Chez Ponsard l’utilisation de la lumière aussi bien qu’instrument technique qu’esthétique n’ a ici aucune valeur. Que se soit de manière naturelle ou artificielle, Ponsard anthropomorphise la lumière en un « être » qui puise son existence de l’absence/présence. La lumière ne sert pas seulement d’agent de change mais elle développe également une stature visuelle de son propre droit. Théatralement, l’obscurité représente une pénombre des activités souterraines, que Ponsard manipule efficacement à son avntage en utilisant la pénombre pour cadrer ses illuminations. Cette utilisation de la lumière et de l’obscurité met en valeur la relation paradoxale de ces deux éléments dans la création de la ville moderne. Son jeu avec les champs visuels est également caractérisé par la prédominance formelle des formes géométriques, qui gratifie les espaces et les objets d’un haut niveau de composition abstraite. Dans ces oeuvres les plus majeures à Singapour, Ponsard ne joue pas seulement avec la lumière, la transparence, la perception et la filtration pour apporter de nouvelles dimensions esthétiques aux espaces mais elle 
développe une plus forte reconnaissance des champs visuels à travers la célébration de la simplicité de la Forme. La Forme, qu’elle soit géométrique ou autre, souvent oubliée par les espaces formels qui l’ entourent se débarasse de ses valeurs utilitaires pour acquérir une sensibilité esthétique. Ceci est accompli au travers d’un degré élevé de luminosité, qui rend floue la ligne entre perception et visibilité: la première étant inculquée socialement dans chaque être humain, la deuxième capturant méthodiquement ce qui est perçu sans altération idéologique. Le résultat final étant que le spectateur qui regarde, s’il s’engage, est alors amené le plus près possible du seuil de la visibilité. Pareilles polarités, confrontations et négotiations provoquent une conscience intensifiée du pouvoir le moins reconnu des espaces, de la géométrie et de la couleur qui forment la ville moderne.
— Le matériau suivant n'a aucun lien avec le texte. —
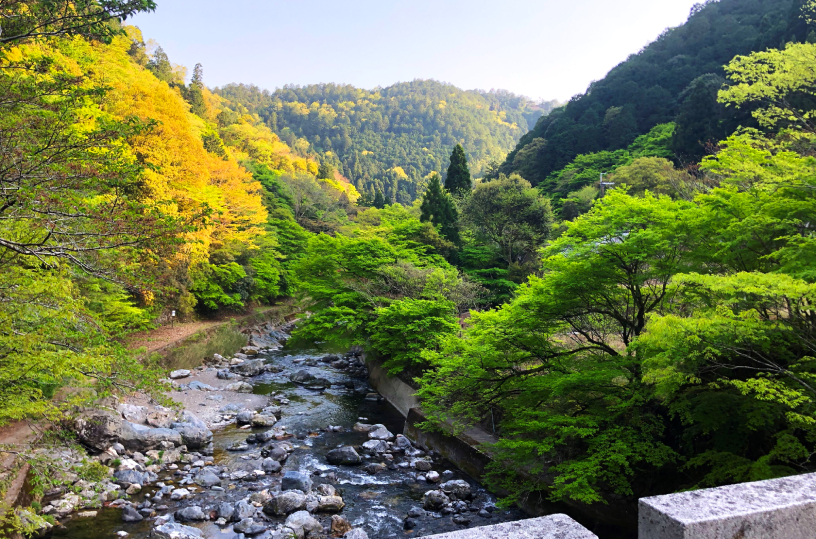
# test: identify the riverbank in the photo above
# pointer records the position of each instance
(266, 443)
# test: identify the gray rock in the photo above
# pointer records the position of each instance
(249, 527)
(343, 455)
(330, 504)
(376, 446)
(244, 510)
(239, 387)
(225, 510)
(264, 420)
(296, 481)
(193, 437)
(301, 377)
(285, 503)
(207, 478)
(433, 500)
(270, 465)
(303, 524)
(129, 514)
(192, 513)
(458, 489)
(249, 368)
(176, 531)
(380, 434)
(100, 429)
(356, 533)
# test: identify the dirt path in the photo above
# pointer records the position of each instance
(166, 336)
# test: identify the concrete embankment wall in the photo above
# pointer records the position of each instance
(774, 509)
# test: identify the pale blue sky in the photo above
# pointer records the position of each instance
(542, 49)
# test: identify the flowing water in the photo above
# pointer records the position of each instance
(376, 503)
Ponsard continue à être influencée par le Minimalisme et sa recherche de l’essentialisme dans les arts visuels, qui lui sert de textes ouverts pour les interprétations.La vie moderne se prête à ceci, avec sa capacité de renouveau perpetuel et de transformation. Bien que modeste, l’engagement de Ponsard avec la ville moderne est de grande valeur et s’inspire du monde parisien de Charles Baudelaire. Saisir l’imaginaire singapourien est au mieux un défi et, Ponsard, à sa propre façon, a laissé son empreinte dans un système urbain par ailleurs saturé. Ses interêts acturels, l’ont amenée à explorer les thèmes majeurs, en relation avec les systèmes
biologiques humains. Nous, les observateurs, alors que nous pouvons faire partie du monde moderne, sommes en fait assis à l’extérieur de l’aquarium du monde moderne. Ponsard nous permet de jeter un coup d’oeil à l’intérieur du flux et reflux de la vie qui se reinvente constamment, comme « tout ce qui est solide se dissout dans l’air ».

Notes
[1] Marshall berman. All That is Solid Melts into Air. London: Penguin Books, 1982, p15.
[2] Charles Baudelaire. The Painter of Modern Life and Other Essays . London: Phaidon Press Ltd, 1964, p 9.
[3] Maurice Merleau-Ponty. The Phenomenology of Perception. New york: Routledge, 1989, p.243.

Venka Purushothaman.

Critique culturel, professeur en théorie de l’art et administration des arts à l’Ecole supérieure des arts Lasalle-Sia de Singapour. Régulièrement, il écrit des critiques dans le domaine des arts plastiques et donne des conférences sur la politique artistique et culturelle dans divers forums publics. Il est également un membre des examinateurs experts en politique des arts et de la culture à Singapour.